Referring to the so-called climate decision of the German Federal Constitutional Court ("BVerfG"), the plaintiffs argued that only a certain CO₂ budget may be consumed by the defendants in order to achieve the climate targets set out in the Paris Climate Agreement. The plaintiffs asserted that by consuming too large a part of the remaining CO₂ budget, the defendants unlawfully interfered with the intertemporal dimension of the plaintiffs' general right of personality. Plaintiffs argued that, as a result of this depletion, far-reaching measures for CO₂ reduction, thereby restricting their civil liberties, would be necessary at a later date.
The BGH rejected these arguments. In particular, it held that the plaintiffs are not impaired in their general right of personality by the defendants' economic activities. Such an impairment is also not triggered in advance by the fact that the CO₂ emissions attributable to the defendants would inevitably lead to restrictive climate legislation and associated restrictions on freedom in the future.

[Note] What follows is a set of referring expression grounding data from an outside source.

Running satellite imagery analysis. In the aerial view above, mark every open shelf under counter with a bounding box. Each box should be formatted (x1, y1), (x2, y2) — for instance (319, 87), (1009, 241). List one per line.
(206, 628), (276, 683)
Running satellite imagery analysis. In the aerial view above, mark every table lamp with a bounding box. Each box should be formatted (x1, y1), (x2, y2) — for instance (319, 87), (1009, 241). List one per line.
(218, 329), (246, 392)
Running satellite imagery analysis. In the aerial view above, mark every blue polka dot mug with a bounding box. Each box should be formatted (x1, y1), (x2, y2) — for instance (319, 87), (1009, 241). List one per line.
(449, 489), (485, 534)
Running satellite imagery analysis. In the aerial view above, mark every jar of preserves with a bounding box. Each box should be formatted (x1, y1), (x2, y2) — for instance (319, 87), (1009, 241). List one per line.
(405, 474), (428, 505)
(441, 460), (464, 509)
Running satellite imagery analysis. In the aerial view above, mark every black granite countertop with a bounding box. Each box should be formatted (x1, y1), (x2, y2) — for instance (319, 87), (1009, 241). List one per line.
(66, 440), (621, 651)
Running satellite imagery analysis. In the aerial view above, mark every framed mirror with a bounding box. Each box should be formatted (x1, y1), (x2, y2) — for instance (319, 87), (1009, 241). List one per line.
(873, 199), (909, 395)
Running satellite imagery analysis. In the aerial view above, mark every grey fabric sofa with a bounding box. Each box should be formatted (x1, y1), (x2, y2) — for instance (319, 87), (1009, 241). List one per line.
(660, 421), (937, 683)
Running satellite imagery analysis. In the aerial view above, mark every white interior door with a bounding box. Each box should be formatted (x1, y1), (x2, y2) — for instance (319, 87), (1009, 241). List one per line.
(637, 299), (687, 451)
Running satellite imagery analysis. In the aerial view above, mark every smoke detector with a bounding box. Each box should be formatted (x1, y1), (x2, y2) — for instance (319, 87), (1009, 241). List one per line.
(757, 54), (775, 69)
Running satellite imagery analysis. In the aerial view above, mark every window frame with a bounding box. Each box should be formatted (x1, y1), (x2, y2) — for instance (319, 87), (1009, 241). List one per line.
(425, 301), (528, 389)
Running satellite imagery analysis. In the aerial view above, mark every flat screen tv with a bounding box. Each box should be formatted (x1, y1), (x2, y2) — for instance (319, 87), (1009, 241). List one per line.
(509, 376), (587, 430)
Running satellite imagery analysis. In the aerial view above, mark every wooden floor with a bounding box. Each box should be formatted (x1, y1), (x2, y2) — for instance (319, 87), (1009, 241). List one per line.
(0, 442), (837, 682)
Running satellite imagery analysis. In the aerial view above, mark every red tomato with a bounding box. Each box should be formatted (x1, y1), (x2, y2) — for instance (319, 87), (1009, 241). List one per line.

According to the BGH, such a legally mediated inevitability would require the specification of a certain residual CO₂ budget for the defendants. Neither the Paris Climate Agreement nor existing legislation provide a basis for such budgets for the defendants, the BGH continued. The BGH therefore saw a difference between the plaintiffs' claim and the constellation decided by the BVerfG.
A number of climate change litigation cases have recently emerged in Germany. A German farmer's climate change litigation case against a third German car manufacturer is pending in front of the Higher Regional Court in Hamm that recently held that a German energy company could at least in principle be liable for costs for protecting a Peruvian farmer's property endangered by the possible overflow of a glacial lake in the Andes.